"Do not wait; the time will never be "just right." Start where you stand, and work with whatever tools you may have at your command, and better tools will be found as you go along." --Napoleon Hill
This quote qualifies as perfect counsel for procrastinating perfectionists. And it reminded me of a woman whose take on life fit that description perfectly. Her handwriting was beautiful—the elegance of its line design captured my interest as soon as I took it out of the envelope. Beautiful form, placement, and order. Perfect!
Her boss had submitted several prepared samples for analysis along with her own. The sample of beautiful writing belonged to her assistant. Let's call her Sue. I don't have permission to display it here but if you can imagine artistic calligraphy you will be able to visualize it.

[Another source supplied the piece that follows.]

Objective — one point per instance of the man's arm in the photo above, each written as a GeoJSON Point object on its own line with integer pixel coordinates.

Once I started measuring it was clear I was dealing with a woman of grace, dignity and good taste. Sue showed an immense talent for structuring and expressing words. Her handwriting strongly indicated she had the ability to write, sometimes termed "literary ability."
I was intrigued by her degree of aspiration; she had high expectations for herself. Would other traits support the action necessary for her to achieve her goals? While she did have some strong indicators of the propensity to accomplish one trait stood out like a boulder she could not get around. Caution ruled her. She stalled about everything, given that she finished every single word with an inch-long very straight line stroke along the baseline, (rating a 10 on a scale of measurement from 1-10.) It was the most dominant example of caution I have ever seen in a sample. It means just what it looks like; the writer pauses and considers every step of the way and with so much it, can be thwarted by inward obstacles.
The trait of caution coupled with her perfectionist tendency, which tends to crimp spontaneity and perhaps, creativity as well, proved to be a double whammy. She dreamed but did not do. Her fear of moving forward glued her to one place. She was selling herself short.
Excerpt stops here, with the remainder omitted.